While vocals aren’t really necessary in making music, once you put them in, you ought to make sure that they’re as on point as it can be, lest the whole piece would be ruined. This is where pitch correction comes in, and Autotune does exactly that. Tune Me Lite for Android, and I AM T-Pain for iOS users do exactly this job, and that is to correct minor pitch problems encountered during recording. While its initial job is to make sure that pitch is right, a lot of artists, like T-Pain and Chair have used it to make their voices sound unique by tweaking their voices more than what’s really needed, making a niche for themselves in the music industry.
#2: AmpliTube app
One of the common modern instruments for making music is the wah-wah pedal. As its name suggests, it is a kind of footswitch for a guitar amplifier that gives guitars an interesting sound, such as the likes of Jimi Hendrix and Voodoo Child tracks. The Wah-wah pedal could also be used alongside brass instruments, harmonicas, and even pianos. If you wish to explore this particular tool, you could make use of either the AmpliTube app if you’re on iOS, or usbEffects if you’re an Android user.
#3: Digital Delay
This app works by listening to what’s being played and then playing the exact thing back at a specific time. To make things clearer, you may be able to hit a note once with the delay repeating it as long as it wants, but with every playtime, it gets quieter. One of the most common applications of Digital Delay is The Edge of U2, and a lot of other newer songs make use of these multiple loop replays as well, and, as a matter of fact, is demonstrated by Ed Sheeran during his shows. To add digital delay to your tracks, use Amplitube for iOS, and usbEffects on Android.
#4: Drum Machine
While acoustic sessions are fun and all that, it would be hard to imagine music nowadays without drums. Good news is, this bulky yet extremely vital instrument in the world of pop music, as well as rock, could be placed in the palm of your hands, thanks to drum machine apps that simulate the sound of real ones, as used in tracks created by New Order and Blue Monday band to give it the electro-pop feels to songs. Options for Drum Machine include DM1 for iOS and Niko Electrum Drum Machine for Android units.

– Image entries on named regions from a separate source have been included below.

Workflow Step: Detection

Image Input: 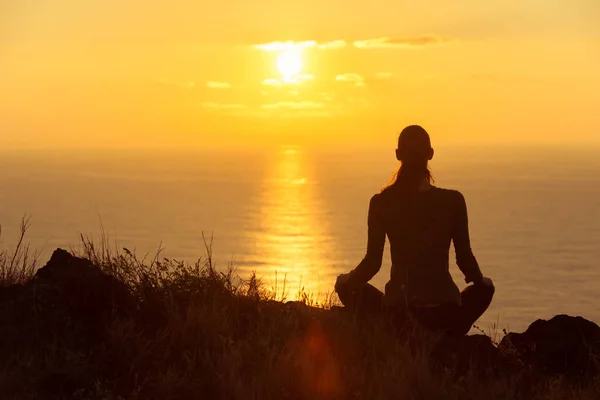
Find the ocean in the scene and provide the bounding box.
[0,145,600,332]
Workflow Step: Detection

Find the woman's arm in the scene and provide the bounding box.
[452,192,483,283]
[348,194,385,287]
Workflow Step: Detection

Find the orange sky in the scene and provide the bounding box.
[0,0,600,148]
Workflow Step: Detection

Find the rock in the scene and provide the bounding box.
[499,315,600,377]
[0,249,135,355]
[431,335,516,374]
[0,284,25,304]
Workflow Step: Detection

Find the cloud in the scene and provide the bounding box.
[375,72,394,79]
[260,101,326,110]
[253,40,347,51]
[202,102,248,110]
[335,73,365,86]
[354,35,450,49]
[317,40,347,50]
[262,74,315,87]
[253,40,317,51]
[206,81,231,89]
[156,78,196,89]
[263,78,283,87]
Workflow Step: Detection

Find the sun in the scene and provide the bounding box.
[277,50,302,79]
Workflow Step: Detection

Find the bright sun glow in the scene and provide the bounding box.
[277,50,302,78]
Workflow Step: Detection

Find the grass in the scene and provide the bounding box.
[0,220,600,400]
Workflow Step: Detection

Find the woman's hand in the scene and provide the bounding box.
[475,276,494,287]
[335,274,350,292]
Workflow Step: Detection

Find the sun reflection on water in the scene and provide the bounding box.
[256,147,331,301]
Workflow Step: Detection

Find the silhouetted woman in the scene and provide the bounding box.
[335,125,494,335]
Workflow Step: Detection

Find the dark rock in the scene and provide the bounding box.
[0,249,135,355]
[431,335,517,373]
[499,315,600,377]
[0,284,25,303]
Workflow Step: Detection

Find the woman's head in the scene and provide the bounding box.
[396,125,433,163]
[393,125,434,190]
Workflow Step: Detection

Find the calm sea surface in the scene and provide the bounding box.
[0,146,600,330]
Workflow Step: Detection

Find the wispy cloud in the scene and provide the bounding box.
[260,101,326,110]
[354,35,450,49]
[253,40,317,51]
[335,73,365,86]
[253,40,347,51]
[375,72,394,79]
[262,74,315,87]
[206,81,231,89]
[263,78,283,87]
[202,102,248,110]
[317,40,347,50]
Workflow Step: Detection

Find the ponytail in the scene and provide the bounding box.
[386,162,434,192]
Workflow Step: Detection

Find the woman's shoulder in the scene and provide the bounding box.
[431,186,465,202]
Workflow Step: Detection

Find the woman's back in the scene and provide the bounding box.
[373,185,478,305]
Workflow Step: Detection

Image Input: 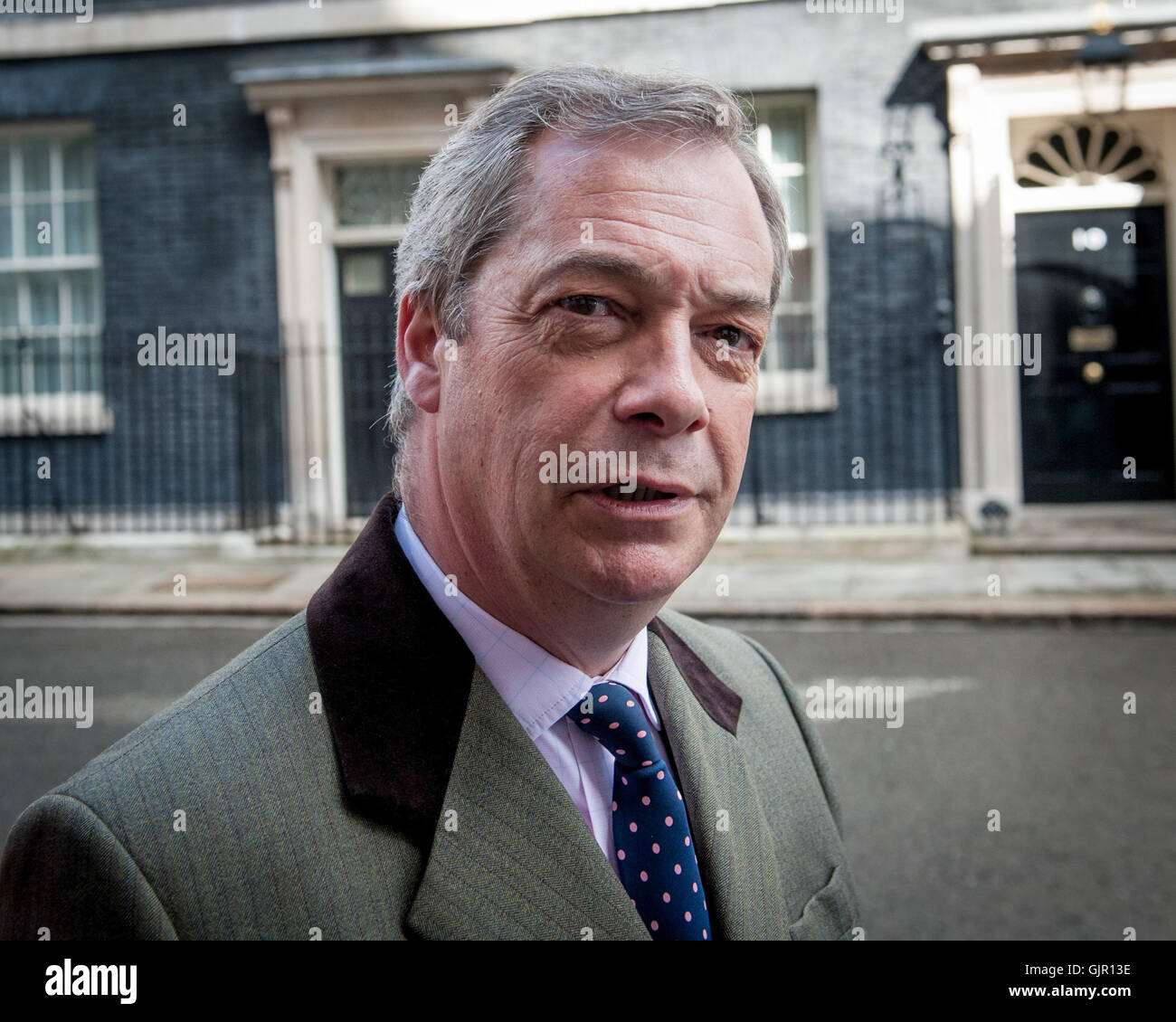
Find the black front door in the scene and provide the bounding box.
[1016,206,1173,504]
[337,246,396,517]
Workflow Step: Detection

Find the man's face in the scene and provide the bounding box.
[436,126,773,610]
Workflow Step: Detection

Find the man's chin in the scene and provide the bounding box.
[564,548,697,607]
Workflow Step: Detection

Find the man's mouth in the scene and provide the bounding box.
[601,483,678,502]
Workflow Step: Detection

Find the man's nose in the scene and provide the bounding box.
[615,320,710,436]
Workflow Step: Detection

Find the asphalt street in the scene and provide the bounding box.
[0,615,1176,941]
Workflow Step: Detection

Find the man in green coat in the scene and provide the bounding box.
[0,67,858,941]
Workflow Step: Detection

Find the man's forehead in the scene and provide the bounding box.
[515,130,773,289]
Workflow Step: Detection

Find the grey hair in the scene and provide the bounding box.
[387,65,788,498]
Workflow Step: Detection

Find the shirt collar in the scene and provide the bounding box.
[395,506,661,741]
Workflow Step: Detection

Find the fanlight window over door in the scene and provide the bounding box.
[1016,118,1160,188]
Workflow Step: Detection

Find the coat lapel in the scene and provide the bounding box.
[306,495,787,940]
[406,667,650,940]
[650,619,789,941]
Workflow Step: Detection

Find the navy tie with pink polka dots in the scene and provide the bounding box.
[568,681,712,941]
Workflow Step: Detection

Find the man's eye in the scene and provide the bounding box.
[557,294,608,317]
[714,326,755,352]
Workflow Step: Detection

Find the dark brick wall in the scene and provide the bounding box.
[0,0,1095,526]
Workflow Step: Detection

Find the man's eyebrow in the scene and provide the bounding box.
[533,251,773,317]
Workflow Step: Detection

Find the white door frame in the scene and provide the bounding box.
[243,70,503,539]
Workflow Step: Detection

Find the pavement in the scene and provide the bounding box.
[0,529,1176,621]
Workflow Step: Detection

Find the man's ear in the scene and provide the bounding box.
[396,294,442,412]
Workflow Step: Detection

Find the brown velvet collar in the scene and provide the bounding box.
[306,494,742,839]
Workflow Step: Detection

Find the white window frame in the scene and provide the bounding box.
[749,93,838,415]
[0,121,114,436]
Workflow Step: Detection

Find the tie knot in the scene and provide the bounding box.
[568,681,659,769]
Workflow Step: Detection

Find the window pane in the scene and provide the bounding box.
[63,200,98,255]
[0,274,18,336]
[780,248,812,302]
[344,251,388,298]
[62,137,95,191]
[336,164,421,227]
[70,270,100,326]
[73,334,102,391]
[21,138,50,194]
[780,174,809,234]
[24,203,60,259]
[761,107,808,164]
[28,273,62,326]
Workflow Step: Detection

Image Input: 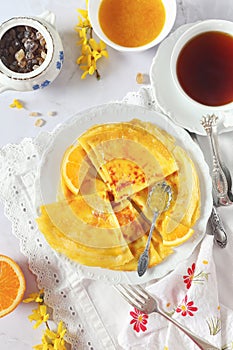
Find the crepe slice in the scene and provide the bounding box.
[130,118,176,151]
[131,146,200,246]
[61,143,96,194]
[45,178,132,248]
[112,199,150,244]
[37,206,133,269]
[79,123,177,202]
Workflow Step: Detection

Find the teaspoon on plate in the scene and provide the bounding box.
[138,181,172,277]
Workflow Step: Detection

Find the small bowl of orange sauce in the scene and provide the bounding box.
[88,0,176,51]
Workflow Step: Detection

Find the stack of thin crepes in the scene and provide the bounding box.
[37,119,200,271]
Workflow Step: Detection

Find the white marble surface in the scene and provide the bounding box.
[0,0,233,350]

While it has initially been the subject of protest in the past, as there are fears that it renders some people jobless, the reality is that musicians have been faced with no choice but to move on and adapt to the times. Synthesizer takes synthesized musical instruments up a notch and has allowed electronic, as well as rock music to have its own unique feel and flavor and be recognized as a genre in itself. With that said, synthesizers are available through the NLogSynthPro for iOS and the Mikrosonic RD3 for Android phones.